Wednesday, November 26, 2014

Password paranoia

Why password paranoia? It turns out rhere may have been some attempts by people other than me to reset my banking passwords… While my passwords were securely held and completely unique to the bank (i.e. not variants of stuff used anywhere else), they were not all that long / strong. Hence the search for something a little more robust…

I have used a local secure database for all my passwords for quite some time and that works pretty well. But I have always had a bit of a “niggle” about banking passwords, and the difficulty of remembering really strong passwords. (weirdly spelled phrases are all very well, but when you are forced to change passwords it’s easy to lose track). And using password vaults on mobiles is not easy, as the master passwords for them have to be really secure themselves – therefore difficult to enter.

So… I’ve adopted LastPass, which is cloud based, for use for everything but financial transaction related sites. (Banks, Paypal, sites with my credit card like Amazon). Its own security architecture is pretty tight, and having the encrypted vault on the web means you can use if from all your computers / mobile and it contains completely up to date data.
This first leaves the masterpassword problem. You could tell LastPass that your desk or laptop are “trusted”; bad idea – particularly for laptops. Or, use an OTP (one time password) key with a Yubico NEO Key. Your still have your LastPass master password; but once you have enrolled the key, you stick it in a USB port and tap it with a finger when your browser (with LastPass installed) loads. The OTP handshake then decrypts the password vault. The zinger is, that it also works with your Android phone as it can also perform the same function over NFC… And the LastPass app handles it all seamlessly. (It is likely to work with iPhones from version 6 onwards, now they have enabled NFC functionality; although the SDK's for it have yet to be released... It does not work for Windows Phones yet, because of its nonstandard NFC implementation)

It also leaves the internet financials problem. The NEO solves this too. You use a manageably memorable "strongish" password – that is then extended with a very much longer (32 character or more) static random string that no-one could possibly remember… You can deliver this string by entering your memorised password, and then with the NEO in a USB port, holding your finger on it for a couple of seconds. It then emits the second, very long, part of the password. So you need both the memorised and USB part. Of course, someone can extract this second password extender from the NEO pretty easily, but they still won’t know the base password that you were using for that site. You can keep this password extender in clear form in your local secure master database in case you lose the NEO. I keep the – longish – key for the local secure master password database in the safe, along with instructions on how to unlock all the hierarchy of secure passwords.

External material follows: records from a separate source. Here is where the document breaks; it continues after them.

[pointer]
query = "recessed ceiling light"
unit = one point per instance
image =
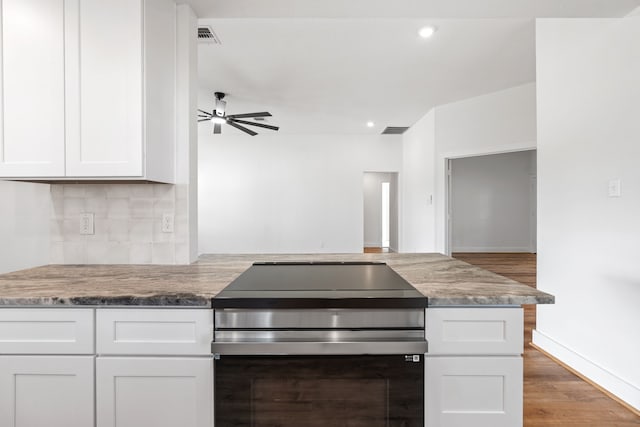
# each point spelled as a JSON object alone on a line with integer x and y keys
{"x": 426, "y": 32}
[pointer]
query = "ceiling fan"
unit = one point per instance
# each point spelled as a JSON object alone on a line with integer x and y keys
{"x": 219, "y": 117}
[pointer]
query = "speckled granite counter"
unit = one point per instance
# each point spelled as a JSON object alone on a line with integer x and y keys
{"x": 445, "y": 281}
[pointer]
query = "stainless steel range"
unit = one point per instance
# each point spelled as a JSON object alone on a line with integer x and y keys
{"x": 326, "y": 344}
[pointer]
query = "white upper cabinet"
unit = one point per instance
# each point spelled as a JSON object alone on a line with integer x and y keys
{"x": 32, "y": 88}
{"x": 109, "y": 112}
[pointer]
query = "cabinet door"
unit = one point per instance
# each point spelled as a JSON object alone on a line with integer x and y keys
{"x": 46, "y": 391}
{"x": 105, "y": 89}
{"x": 473, "y": 391}
{"x": 154, "y": 391}
{"x": 32, "y": 82}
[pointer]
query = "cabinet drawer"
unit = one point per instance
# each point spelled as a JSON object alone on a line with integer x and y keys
{"x": 474, "y": 331}
{"x": 154, "y": 331}
{"x": 473, "y": 391}
{"x": 46, "y": 331}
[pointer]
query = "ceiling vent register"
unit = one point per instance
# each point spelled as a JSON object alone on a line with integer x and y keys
{"x": 206, "y": 35}
{"x": 394, "y": 130}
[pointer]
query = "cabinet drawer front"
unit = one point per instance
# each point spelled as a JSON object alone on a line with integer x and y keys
{"x": 46, "y": 331}
{"x": 473, "y": 391}
{"x": 478, "y": 331}
{"x": 154, "y": 391}
{"x": 52, "y": 391}
{"x": 154, "y": 331}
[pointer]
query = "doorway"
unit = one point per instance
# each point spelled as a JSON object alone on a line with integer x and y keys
{"x": 380, "y": 209}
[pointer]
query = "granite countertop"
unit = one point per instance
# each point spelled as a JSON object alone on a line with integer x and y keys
{"x": 444, "y": 280}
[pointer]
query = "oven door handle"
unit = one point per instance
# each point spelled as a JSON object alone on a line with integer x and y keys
{"x": 317, "y": 348}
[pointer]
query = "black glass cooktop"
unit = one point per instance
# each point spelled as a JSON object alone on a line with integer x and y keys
{"x": 319, "y": 285}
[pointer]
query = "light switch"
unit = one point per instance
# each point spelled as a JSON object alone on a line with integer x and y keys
{"x": 167, "y": 223}
{"x": 614, "y": 188}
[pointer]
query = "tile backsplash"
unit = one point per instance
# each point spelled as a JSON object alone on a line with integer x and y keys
{"x": 127, "y": 223}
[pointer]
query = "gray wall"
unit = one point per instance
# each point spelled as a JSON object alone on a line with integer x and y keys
{"x": 491, "y": 203}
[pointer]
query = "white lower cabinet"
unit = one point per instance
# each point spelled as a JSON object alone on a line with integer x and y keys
{"x": 47, "y": 391}
{"x": 154, "y": 391}
{"x": 473, "y": 371}
{"x": 473, "y": 391}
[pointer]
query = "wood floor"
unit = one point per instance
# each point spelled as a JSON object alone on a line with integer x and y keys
{"x": 553, "y": 396}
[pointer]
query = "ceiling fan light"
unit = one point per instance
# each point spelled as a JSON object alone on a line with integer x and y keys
{"x": 426, "y": 32}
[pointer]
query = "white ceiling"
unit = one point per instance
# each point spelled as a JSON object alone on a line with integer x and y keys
{"x": 333, "y": 74}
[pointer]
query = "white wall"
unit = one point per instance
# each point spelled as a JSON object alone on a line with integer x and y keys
{"x": 498, "y": 122}
{"x": 491, "y": 202}
{"x": 417, "y": 228}
{"x": 279, "y": 193}
{"x": 24, "y": 225}
{"x": 372, "y": 185}
{"x": 186, "y": 126}
{"x": 589, "y": 243}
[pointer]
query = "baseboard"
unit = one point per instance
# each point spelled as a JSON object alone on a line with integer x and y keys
{"x": 617, "y": 388}
{"x": 492, "y": 249}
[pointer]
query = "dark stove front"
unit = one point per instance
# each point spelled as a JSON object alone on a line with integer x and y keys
{"x": 324, "y": 368}
{"x": 319, "y": 391}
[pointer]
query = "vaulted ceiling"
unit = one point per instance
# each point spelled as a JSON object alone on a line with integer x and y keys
{"x": 330, "y": 66}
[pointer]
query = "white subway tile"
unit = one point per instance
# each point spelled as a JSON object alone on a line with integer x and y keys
{"x": 118, "y": 208}
{"x": 141, "y": 208}
{"x": 118, "y": 230}
{"x": 117, "y": 191}
{"x": 141, "y": 190}
{"x": 75, "y": 253}
{"x": 140, "y": 230}
{"x": 140, "y": 253}
{"x": 163, "y": 253}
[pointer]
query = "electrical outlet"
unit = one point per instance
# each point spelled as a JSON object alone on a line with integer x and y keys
{"x": 86, "y": 224}
{"x": 167, "y": 223}
{"x": 614, "y": 188}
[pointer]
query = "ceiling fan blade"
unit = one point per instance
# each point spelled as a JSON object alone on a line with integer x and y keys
{"x": 261, "y": 114}
{"x": 242, "y": 128}
{"x": 262, "y": 125}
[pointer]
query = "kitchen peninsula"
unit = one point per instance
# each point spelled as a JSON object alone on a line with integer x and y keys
{"x": 131, "y": 344}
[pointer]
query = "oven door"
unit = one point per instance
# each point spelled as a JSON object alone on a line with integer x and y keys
{"x": 319, "y": 391}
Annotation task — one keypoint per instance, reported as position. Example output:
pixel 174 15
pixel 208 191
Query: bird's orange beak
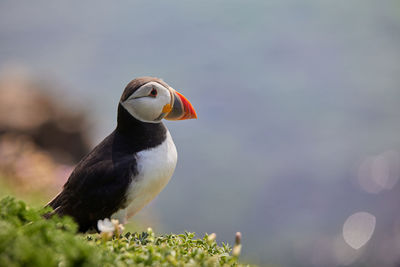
pixel 180 109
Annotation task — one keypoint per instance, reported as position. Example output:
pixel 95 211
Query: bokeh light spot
pixel 358 229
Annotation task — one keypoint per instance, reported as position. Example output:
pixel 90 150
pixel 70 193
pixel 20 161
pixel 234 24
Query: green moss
pixel 26 239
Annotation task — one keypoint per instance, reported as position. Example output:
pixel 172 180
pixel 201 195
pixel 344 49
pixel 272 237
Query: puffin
pixel 130 166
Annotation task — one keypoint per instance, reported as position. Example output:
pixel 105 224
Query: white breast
pixel 155 168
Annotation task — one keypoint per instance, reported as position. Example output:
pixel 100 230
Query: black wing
pixel 97 187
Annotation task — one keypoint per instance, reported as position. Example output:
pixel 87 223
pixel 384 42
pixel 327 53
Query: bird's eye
pixel 153 92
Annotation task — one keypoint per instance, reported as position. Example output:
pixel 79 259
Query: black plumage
pixel 97 187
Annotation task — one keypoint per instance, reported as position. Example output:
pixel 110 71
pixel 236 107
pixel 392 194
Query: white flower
pixel 105 226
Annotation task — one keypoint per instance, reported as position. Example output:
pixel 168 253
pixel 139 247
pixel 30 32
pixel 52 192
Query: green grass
pixel 26 239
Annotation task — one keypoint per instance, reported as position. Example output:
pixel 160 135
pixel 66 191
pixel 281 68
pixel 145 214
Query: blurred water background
pixel 298 138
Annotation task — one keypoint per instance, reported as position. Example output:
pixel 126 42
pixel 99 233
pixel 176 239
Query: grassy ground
pixel 26 239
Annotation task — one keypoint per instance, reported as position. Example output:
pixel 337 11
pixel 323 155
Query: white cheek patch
pixel 146 108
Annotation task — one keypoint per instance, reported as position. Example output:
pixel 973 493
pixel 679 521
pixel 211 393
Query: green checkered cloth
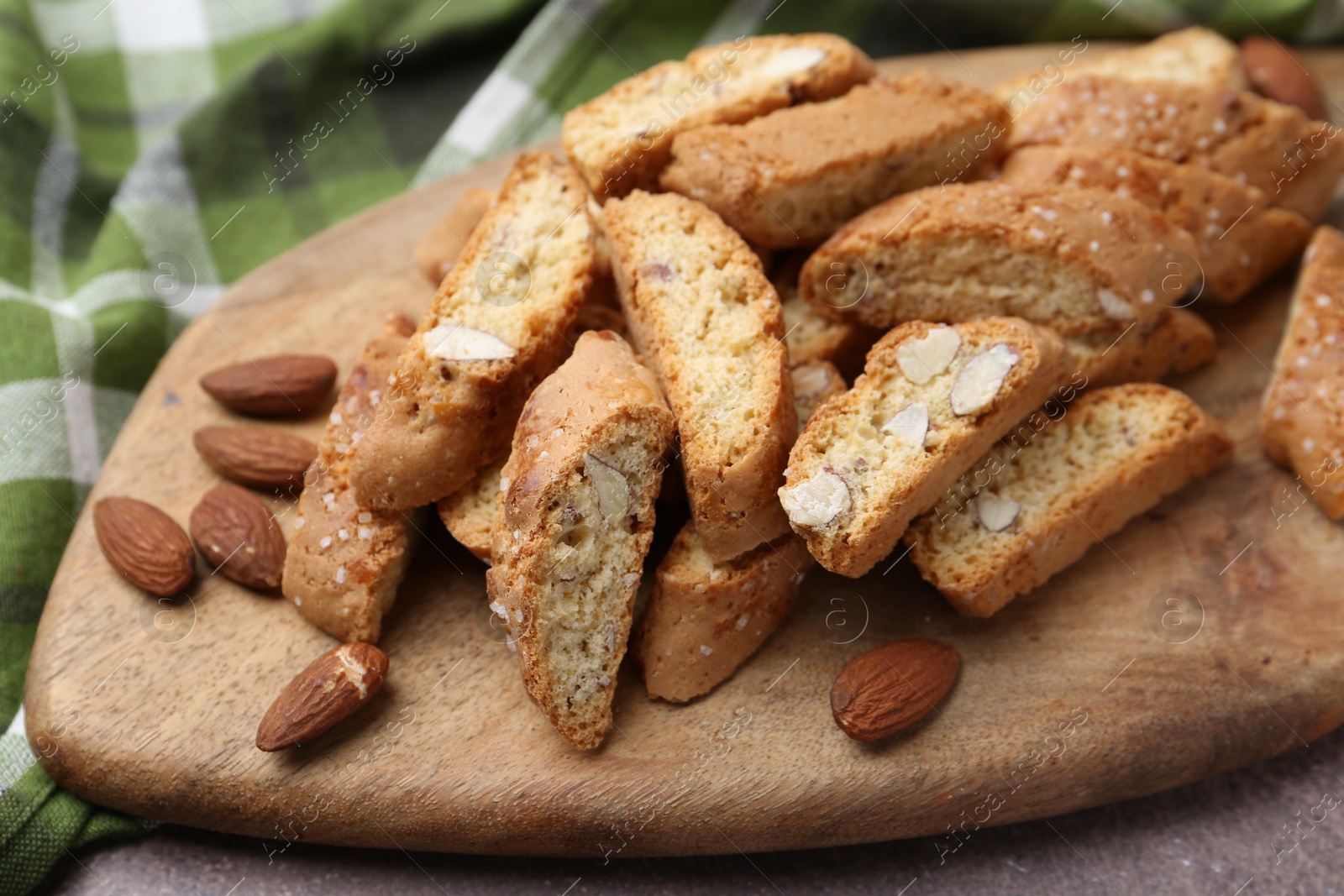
pixel 155 150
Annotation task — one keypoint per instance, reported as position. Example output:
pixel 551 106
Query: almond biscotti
pixel 1276 148
pixel 441 246
pixel 706 617
pixel 1176 343
pixel 705 317
pixel 1242 239
pixel 796 175
pixel 622 139
pixel 344 562
pixel 496 327
pixel 1055 492
pixel 575 524
pixel 1303 417
pixel 931 401
pixel 1047 254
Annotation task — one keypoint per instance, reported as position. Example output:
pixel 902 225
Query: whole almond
pixel 255 456
pixel 280 385
pixel 235 532
pixel 1276 71
pixel 144 546
pixel 884 691
pixel 329 689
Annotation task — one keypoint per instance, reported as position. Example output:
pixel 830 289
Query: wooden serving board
pixel 1203 637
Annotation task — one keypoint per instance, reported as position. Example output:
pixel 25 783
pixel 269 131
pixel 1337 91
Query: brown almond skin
pixel 230 516
pixel 884 691
pixel 323 694
pixel 279 385
pixel 144 546
pixel 1276 71
pixel 255 456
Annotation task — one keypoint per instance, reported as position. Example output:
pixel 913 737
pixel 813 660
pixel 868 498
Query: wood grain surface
pixel 1203 637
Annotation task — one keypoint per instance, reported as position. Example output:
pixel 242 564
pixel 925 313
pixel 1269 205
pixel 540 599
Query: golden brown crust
pixel 1303 416
pixel 440 248
pixel 709 322
pixel 461 380
pixel 344 562
pixel 566 564
pixel 1276 148
pixel 706 617
pixel 793 176
pixel 1113 454
pixel 879 481
pixel 1048 254
pixel 622 139
pixel 1241 238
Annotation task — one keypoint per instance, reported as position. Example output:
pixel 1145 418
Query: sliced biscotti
pixel 441 246
pixel 1276 148
pixel 575 524
pixel 813 383
pixel 468 513
pixel 1047 254
pixel 1176 343
pixel 1242 239
pixel 706 617
pixel 622 139
pixel 796 175
pixel 705 317
pixel 344 560
pixel 1035 503
pixel 1303 417
pixel 496 327
pixel 932 399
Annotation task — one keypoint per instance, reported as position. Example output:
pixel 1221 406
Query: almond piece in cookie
pixel 931 401
pixel 796 175
pixel 706 617
pixel 1047 254
pixel 1276 148
pixel 1038 500
pixel 705 317
pixel 497 325
pixel 575 526
pixel 1303 417
pixel 622 139
pixel 1241 238
pixel 344 562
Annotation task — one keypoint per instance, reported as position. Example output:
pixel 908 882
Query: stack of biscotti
pixel 707 322
pixel 931 401
pixel 575 524
pixel 497 325
pixel 1303 417
pixel 1038 500
pixel 793 176
pixel 344 560
pixel 622 139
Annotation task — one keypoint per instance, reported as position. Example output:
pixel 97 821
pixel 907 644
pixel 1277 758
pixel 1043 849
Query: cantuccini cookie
pixel 1052 255
pixel 575 524
pixel 496 327
pixel 441 246
pixel 706 617
pixel 1276 148
pixel 793 176
pixel 705 317
pixel 1303 417
pixel 1038 500
pixel 622 139
pixel 931 401
pixel 344 560
pixel 1176 343
pixel 1242 239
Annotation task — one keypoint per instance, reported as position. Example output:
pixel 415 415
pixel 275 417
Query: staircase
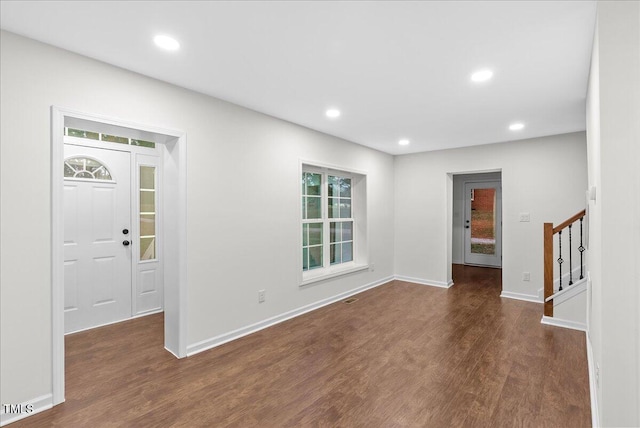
pixel 564 273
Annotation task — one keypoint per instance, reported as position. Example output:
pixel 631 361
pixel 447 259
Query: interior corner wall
pixel 243 203
pixel 613 130
pixel 545 177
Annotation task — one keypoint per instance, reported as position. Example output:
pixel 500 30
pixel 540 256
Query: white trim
pixel 175 320
pixel 252 328
pixel 569 292
pixel 430 282
pixel 331 272
pixel 151 312
pixel 40 404
pixel 556 322
pixel 519 296
pixel 305 163
pixel 593 391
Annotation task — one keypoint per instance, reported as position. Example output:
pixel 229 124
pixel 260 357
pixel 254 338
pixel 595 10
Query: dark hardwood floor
pixel 401 355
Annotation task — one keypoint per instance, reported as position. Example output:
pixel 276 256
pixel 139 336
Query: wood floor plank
pixel 403 355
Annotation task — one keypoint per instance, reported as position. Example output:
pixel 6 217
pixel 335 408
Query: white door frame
pixel 173 152
pixel 498 218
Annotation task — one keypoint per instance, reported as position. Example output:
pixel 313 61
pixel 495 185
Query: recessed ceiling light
pixel 332 112
pixel 482 75
pixel 166 42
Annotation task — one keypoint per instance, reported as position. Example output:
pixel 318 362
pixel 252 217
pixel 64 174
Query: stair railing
pixel 549 231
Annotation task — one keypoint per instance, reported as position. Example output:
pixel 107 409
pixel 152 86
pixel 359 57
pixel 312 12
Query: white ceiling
pixel 395 69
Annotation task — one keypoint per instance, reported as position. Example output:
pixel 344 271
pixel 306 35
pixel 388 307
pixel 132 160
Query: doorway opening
pixel 139 227
pixel 477 219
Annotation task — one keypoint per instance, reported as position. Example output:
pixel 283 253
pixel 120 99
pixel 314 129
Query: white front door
pixel 483 223
pixel 97 237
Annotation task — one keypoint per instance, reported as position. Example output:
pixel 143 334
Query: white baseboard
pixel 252 328
pixel 420 281
pixel 519 296
pixel 595 414
pixel 27 408
pixel 563 323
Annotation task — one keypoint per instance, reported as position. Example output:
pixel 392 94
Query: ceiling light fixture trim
pixel 166 42
pixel 332 113
pixel 482 75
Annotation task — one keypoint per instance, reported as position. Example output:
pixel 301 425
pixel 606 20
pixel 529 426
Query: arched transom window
pixel 83 167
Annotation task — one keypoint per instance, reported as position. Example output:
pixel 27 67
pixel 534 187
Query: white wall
pixel 545 177
pixel 242 201
pixel 457 252
pixel 613 129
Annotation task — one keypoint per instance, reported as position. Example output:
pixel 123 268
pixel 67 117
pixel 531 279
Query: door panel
pixel 483 223
pixel 97 264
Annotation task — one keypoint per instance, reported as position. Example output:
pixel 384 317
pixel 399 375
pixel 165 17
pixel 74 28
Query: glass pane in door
pixel 483 221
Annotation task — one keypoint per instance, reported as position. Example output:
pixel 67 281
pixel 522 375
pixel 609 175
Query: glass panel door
pixel 483 223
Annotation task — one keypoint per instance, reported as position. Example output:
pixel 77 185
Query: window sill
pixel 328 273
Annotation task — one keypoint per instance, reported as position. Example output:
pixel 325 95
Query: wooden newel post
pixel 548 268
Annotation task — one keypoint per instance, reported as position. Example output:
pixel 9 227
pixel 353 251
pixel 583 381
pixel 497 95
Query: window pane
pixel 334 208
pixel 334 186
pixel 143 143
pixel 345 208
pixel 147 202
pixel 315 257
pixel 314 207
pixel 68 172
pixel 148 225
pixel 147 248
pixel 313 182
pixel 82 134
pixel 315 233
pixel 305 259
pixel 305 233
pixel 347 231
pixel 334 256
pixel 147 177
pixel 347 252
pixel 115 139
pixel 81 167
pixel 334 232
pixel 345 187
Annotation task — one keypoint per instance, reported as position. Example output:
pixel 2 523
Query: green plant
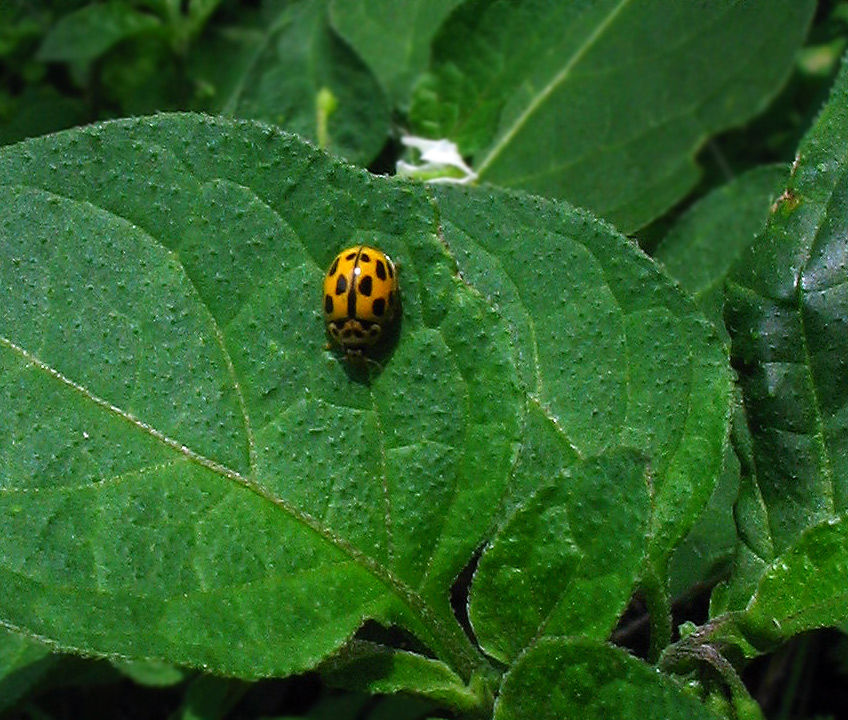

This can all still be compromised – but now it is much harder. Access to the physical key still does not give a third party access to your financial sites. A key and a laptop on which you have already installed LastPass could get them into non-financial sites; but they could not use the key on another machine (in which they installed LastPass), because the LP masterkey is needed to do the initial setup. LastPass of course gives you the ability to generate strong passwords for all your sites, as you don’t have to be able to remember them. And for your financial sites, without the NEO, no one else could access them, as you could not possibly remember the extender to tell them. 

The transcript of this long key should of course have beed put in your local encrypted password vault - which is vulnerable if your master password is leaked… (Keylogger...) Even that could be secured, using 2 NEO’s (one in the safe so you can still get in if you lose the first!).  Something like KeePass 2 (an encrypted local password and certificate vault) can be set up to require both a password and the NEO, with the latter operating in OATH mode, so it is impossible to extract anything from it with keyloggers or anything else. I’m not sure I am sufficiently paranoid to go down that route just yet!

In closing, and as a bonus, the NEO key is also capable of acting as a smartcard, to manage locking or drive encryption on your computers and as a FIDO / U2F (universal second factor) authenticator for the growing range of internet sites and services providers that are adopting this standard. Google, Microsoft, Mastercard, Paypal, Alibaba and many more are behind it so (Apple aside) I expect it to be widely adopted.